Lunch choices impacting more than just student health

Shelby Foster

Margaret McClain serves a student lunch. “We love seeing the students. That’s the favorite part of our day, when we get to see them and when we make them happy by serving them what they want,” lunchroom manager Maureen Hankey said.

Amy Orr, Staff Writer

Noticing quicker service in lunchroom these days.  Why?  Shorter lines!  And that’s not a good thing.

Last year and this year, a problem has been cooking inside the lunchroom.  The number of lunches bought at the school has declined, but the concern for student health has not.
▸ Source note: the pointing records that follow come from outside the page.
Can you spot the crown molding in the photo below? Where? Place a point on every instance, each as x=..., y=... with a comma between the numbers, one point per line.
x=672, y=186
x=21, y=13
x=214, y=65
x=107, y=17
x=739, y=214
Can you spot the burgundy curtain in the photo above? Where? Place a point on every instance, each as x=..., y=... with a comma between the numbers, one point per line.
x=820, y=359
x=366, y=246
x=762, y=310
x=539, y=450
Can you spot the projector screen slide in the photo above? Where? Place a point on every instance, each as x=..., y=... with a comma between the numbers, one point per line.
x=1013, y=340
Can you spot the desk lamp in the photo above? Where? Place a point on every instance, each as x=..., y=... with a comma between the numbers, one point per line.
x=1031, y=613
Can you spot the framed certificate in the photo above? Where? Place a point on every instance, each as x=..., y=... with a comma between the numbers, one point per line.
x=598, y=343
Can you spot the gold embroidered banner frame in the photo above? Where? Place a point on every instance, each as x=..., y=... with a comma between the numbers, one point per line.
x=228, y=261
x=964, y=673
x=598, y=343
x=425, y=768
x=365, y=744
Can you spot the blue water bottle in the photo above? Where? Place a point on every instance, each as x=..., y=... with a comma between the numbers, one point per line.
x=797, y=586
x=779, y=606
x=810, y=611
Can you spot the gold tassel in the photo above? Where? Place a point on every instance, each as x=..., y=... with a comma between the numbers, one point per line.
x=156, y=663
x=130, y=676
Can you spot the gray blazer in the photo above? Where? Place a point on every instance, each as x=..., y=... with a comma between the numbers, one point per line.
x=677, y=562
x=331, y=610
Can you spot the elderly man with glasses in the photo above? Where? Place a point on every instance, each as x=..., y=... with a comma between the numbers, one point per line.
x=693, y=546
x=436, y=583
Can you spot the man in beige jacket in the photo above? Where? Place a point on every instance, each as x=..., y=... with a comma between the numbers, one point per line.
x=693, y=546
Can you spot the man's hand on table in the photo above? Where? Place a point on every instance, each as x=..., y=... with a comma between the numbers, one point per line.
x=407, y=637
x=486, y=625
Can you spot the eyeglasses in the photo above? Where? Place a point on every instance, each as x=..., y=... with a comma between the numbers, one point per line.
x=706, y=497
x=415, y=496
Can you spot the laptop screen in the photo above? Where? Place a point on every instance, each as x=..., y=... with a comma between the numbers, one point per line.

“Our goal is to feed the students because a hungry student can’t learn. We’re here for the students. We all love these children and we would love to see [the students] eat every single day too,” lunchroom manager Maureen Hankey said.

Students are eating.  They just are not eating school lunch.  

“I don’t eat school lunches because I prefer food from home. It’s cheaper and it gives me more time to eat,” junior Connor Hold said.

Some attribute perspectives similar to Hold’s to the decisions the United States Department of Agriculture made through the Healthy Hunger-Free Kids Act of 2010.

In their new regulations, the USDA prohibited an a la carte, where items like french fries and cookies could be sold. According to the USDA, “The Healthy, Hunger-Free Kids Act allows USDA, for the first time in over 30 years, oppurtunity to make real reforms to the school lunch and breakfast programs by improving the critical nutrition and hunger safety net for millions of children.”

The lunch ladies are trying to think of every way they can to bring in more students. If they were able to loosen restrictions of the USDA, they could serve items that the students would prefer to eat.

Unfortunately, students not purchasing school lunches has affected the workers’ jobs in the cafeteria. The lunchroom made plans to lose one worker, but after a different employee left for a job elsewhere, no workers had to be moved to another school or let go. However, the Mill’s cafeteria is still overstaffed by one person, leaving the possibility of losing a worker at some point this school year.

“We are like a big family back there, and we really care about each other. They don’t want to see anybody lose their job or be transferred to another school because we’re so close and loving that we want to stay together,” Hankey said.